- Directed by: Saraf Ahmed Zibon
- Screenplay by: Syed Gousul Alam Shaon; Nahid Hasnat;
- Story by: Saraf Ahmed Zibon
- Produced by: Abul Fazal Mohammad Ritu; Syed Gousul Alam Shaon; Sarder Saniat Hossain; Adnan Al Rajeev; Saraf Ahmed Zibon;
- Starring: Mosharraf Karim; Tareen Jahan; Mousumi Nag; Intekhab Dinar; Rawnak Hasan; Sumon Anowar; Reekita Nondine Shimu;
- Cinematography: Kamrul Hasan Khosru
- Edited by: Sanglap Bhowmik
- Music by: Emon Chowdhury, Jahid Nirob, Amit Chatterjee
- Production company: Gammaflix
- Distributed by: Tiger Media
- Release date: March 31, 2025;
- Running time: 142 minutes
- Country: Bangladesh
- Language: Bangla
- Budget: approx. ৳3 crore

= Chokkor 302 =

Chokkkor 302 is a 2025 Bangladeshi crime thriller film directed by Saraf Ahmed Zibon, in his directorial debut, coproduced by Abul Fazal Mohammad Ritu, Syed Gousul Alam Shaon, Sarder Saniat Hossain, Adnan Al Rajeev, Saraf Ahmed Zibon. The film's story revolves around Moinul (played by Mosharraf Karim), a police official who embarks on a journey to unravel mysteries through a series of intriguing events. The film released on Eid al-Fitr 2025.

== Cast ==
- Mosharraf Karim as Mainul, a Detective Branch official
- Shashwta Datta as Mainul's assistant
- Reekita Nondine Shimu as Mainul's wife
- Tareen Jahan
- Moushumi Nag
- Intekhab Dinar
- Rawnak Hasan
- Sumon Anwar
- Arian Sarwar
- Gaosul Alam Shaon
- Tanvin Sweety
- Jannatul Noor Moon

== Production ==
The film received a government grant of BDT6.5 million from the Bangladesh government for the fiscal year 2021-22. The film reportedly made with a budget . The film was originally titled Bicharaloy, but following a directive from the ministry, the title was changed to Chokkor 302. The new title was officially announced on February 20, 2024, along with a poster showcasing a figure in a black shade, holding a pistol with a tense expression. Mosharraf Karim will reportedly play as the leading man in the film, while National Film Award-winning actress Reekita Nondine Shimu will portray his wife.

== Music ==

One of Matal Razzak Dewan popular song "Kaowa Komola Khaite Jane Na" has been re-created for the film and was released on March 18, 2025 as a single. While preserving Dewan's original lyrics, the song has been re-composed by Emon Chowdhury and sung by Kajal Dewan.

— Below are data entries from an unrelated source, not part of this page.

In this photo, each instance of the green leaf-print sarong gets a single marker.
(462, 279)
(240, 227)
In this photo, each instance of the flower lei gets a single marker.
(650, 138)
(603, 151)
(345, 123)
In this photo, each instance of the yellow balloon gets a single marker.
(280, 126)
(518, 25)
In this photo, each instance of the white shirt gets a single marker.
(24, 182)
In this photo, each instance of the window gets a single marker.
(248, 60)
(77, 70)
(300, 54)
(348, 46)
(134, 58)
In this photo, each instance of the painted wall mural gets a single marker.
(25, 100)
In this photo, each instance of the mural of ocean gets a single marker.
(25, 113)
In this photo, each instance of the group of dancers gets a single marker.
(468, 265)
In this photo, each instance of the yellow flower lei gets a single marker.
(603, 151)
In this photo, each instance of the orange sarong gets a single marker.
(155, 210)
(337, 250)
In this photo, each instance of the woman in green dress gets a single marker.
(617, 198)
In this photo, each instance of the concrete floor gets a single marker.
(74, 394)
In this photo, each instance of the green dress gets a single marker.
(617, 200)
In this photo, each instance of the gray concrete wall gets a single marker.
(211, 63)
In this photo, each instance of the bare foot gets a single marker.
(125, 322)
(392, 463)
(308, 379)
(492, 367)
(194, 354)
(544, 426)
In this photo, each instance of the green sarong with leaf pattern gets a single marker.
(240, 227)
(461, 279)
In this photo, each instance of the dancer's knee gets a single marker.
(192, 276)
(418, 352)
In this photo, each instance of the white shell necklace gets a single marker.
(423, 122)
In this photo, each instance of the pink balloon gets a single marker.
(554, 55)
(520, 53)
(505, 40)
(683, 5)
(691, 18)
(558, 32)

| No. | Title | Lyrics | Music | Singer(s) | Length |
|---|---|---|---|---|---|
| 1. | "Kaowa Komola Khaite Jane Na" | Matal Razzak Dewan | Emon Chowdhury | Kajal Dewan | 3:13 |

== Marketing ==
The first look poster was revealed on March 30, 2024. The official 1-minute 16-second teaser of the film was released on March 15, 2025. A special screening of the film was held on June 29 at Centre Point Star Cineplex, Dhaka. On January 3, 2025, the film received a "U" certificate from the Bangladesh Film Certification Board.

== Release ==
The film is scheduled to release 1 April 2025, coinciding with Eid al-Fitr.

== Reception ==

=== Critical response ===
Nasif Tanjim of The Business Standard praised as a standout release, commended for its sharp dialogue, strong performances (particularly by Mosharraf Karim, Shashwat Dutta, and Sumon Anowar) and impressive technical aspects, including cinematography and color grading, despite minor flaws in its background score and subplot pacing.

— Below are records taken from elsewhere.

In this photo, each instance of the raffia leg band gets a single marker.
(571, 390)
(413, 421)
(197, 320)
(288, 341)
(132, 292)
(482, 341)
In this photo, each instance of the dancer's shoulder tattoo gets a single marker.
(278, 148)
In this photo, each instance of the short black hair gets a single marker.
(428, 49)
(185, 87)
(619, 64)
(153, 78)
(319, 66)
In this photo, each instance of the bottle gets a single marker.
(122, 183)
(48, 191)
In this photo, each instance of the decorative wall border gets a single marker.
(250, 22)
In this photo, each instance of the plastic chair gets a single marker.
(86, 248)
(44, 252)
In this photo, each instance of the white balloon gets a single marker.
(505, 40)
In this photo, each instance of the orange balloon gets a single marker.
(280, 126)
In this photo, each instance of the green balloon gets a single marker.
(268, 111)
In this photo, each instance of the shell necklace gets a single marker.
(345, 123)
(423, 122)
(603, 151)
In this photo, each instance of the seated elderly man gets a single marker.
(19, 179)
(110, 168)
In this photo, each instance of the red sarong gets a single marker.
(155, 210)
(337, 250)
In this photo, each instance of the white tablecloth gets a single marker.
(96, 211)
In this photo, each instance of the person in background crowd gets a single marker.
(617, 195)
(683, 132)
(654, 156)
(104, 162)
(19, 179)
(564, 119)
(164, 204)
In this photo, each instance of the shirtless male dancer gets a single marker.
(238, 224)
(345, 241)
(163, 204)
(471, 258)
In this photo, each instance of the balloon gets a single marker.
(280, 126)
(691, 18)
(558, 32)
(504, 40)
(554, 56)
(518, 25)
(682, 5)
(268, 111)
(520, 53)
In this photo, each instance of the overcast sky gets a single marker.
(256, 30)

Ahsan Kabir of Bangla Tribune rated the film 7 out of 10, praised for its story-driven plot, twist-filled narrative, and Mosharraf Karim's performance, while noting minor pacing issues.

Atanu Tias of The Daily Ittefaq praised Saraf Ahmed Zibon's Chokkor 302, highlighting Mosharraf Karim's performance, the suspenseful storytelling, and its technical aspects particularly, the cinematography and soundtrack while noting minor issues with pacing in the second half.